Quelques années plus tard, la musique de Beethoven supplanta celle de Mozart, jugée « froide et inintelligible » par certains. Ne l’aimèrent que les grands esprits romantiques, qui nièrent cependant que ces deux grands compositeurs aient pu, l’un comme l’autre, être vraiment imprégnés de la philosophie des Lumières.

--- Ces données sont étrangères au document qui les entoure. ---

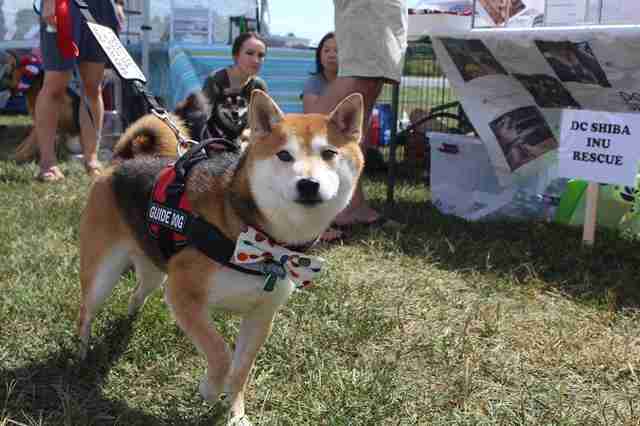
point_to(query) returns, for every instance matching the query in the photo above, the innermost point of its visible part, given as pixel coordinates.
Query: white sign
(565, 12)
(122, 62)
(599, 146)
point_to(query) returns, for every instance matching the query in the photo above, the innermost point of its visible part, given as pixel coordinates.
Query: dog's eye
(329, 154)
(285, 156)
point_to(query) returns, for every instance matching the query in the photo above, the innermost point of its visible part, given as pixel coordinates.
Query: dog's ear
(347, 117)
(263, 113)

1991 fut la folle année du Tout-Mozart. De l’Opus 10au Requiem, en passant par les opéras de jeunesse, chaque œuvre a été programmée au moins une fois. Plus de dix versions de la Flûte enchantée ont été montées entre Paris, la province, Salzbourg, Bonn, Hambourg, Glyndebourne, Londres, Vienne et le Metropolitan Opera. La version parisienne due à Robert Wilson (sous la direction d’Armin Jordan) fera date, même si son traitement inédit des symboles et des thèmes de l’ouvrage ne fit pas l’unanimité. À Salzbourg, Johannes Schaaf a choisi de revenir aux sources d’une Égypte ésotérique. La Finta Giardiniera, peu vue jusqu’ici, a fait certains beaux soirs de Paris, Nantes, Munich et Nice, détenant par ailleurs la palme de l’audace avec une programmation misant sur l’intégrale de l’œuvre instrumentale.

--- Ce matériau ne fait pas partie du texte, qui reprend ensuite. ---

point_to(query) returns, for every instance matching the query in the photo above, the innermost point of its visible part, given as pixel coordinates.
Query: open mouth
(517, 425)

L’année Mozart aura également fourni l’occasion de découvrir la Finta Semplice (à Versailles), le Directeur de théâtre (à Lyon), œuvre contemporaine des Noces, à la maîtrise musicale et dramatique aboutie. Le Châtelet a présenté la musique de scène de Thamos, roi d’Égypte écrite pour la pièce de Tobias Philipp von Geber, pièce qui n’est pas étrangère au livret de la Flûte enchantée. À l’unisson, les grands festivals européens d’art lyrique ont investi dans les sept grands opéras, parfois doublés de concerts symphoniques et de récitals. Certains chefs-d’œuvre y ont gagné une relecture plus ou moins anachronique et supportable qui les transposait dans notre époque.

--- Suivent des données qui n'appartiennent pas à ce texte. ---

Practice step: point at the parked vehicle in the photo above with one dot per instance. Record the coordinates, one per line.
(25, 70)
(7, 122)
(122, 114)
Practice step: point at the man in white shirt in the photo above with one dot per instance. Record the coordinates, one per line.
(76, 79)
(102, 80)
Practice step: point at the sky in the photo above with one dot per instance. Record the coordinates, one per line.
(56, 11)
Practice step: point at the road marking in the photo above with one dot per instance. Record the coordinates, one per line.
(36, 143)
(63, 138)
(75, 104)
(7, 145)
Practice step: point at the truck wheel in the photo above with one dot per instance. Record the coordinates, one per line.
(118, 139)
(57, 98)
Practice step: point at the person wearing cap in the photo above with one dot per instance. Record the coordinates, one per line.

Sur le chemin du vrai Mozart
Une approche nouvelle, tenant compte du lieu et des moyens offerts, est également à mettre au crédit de l’année anniversaire. Les festivals spécialisés ont gardé leur spécificité, tout en inscrivant Mozart à leur programme. Il faut signaler l’intégrale des sonates pour pianoforte donnée à la Roque-d’Anthéron par cinq artistes, américains, allemand et belge. Le pianiste autrichien Paul Badura-Skoda, interprète de référence, s’est produit cent vingt fois dans le monde avec une intégrale de l’œuvre pour piano. L’association Pro Quartet a confié à de jeunes formations françaises (Arpeggione, Ludwig, Manfred, Parisii, Ravel, Rosamonde et Isaye) le soin de faire connaître l’intégrale des quatuors et des quintettes à cordes à l’Opéra Bastille.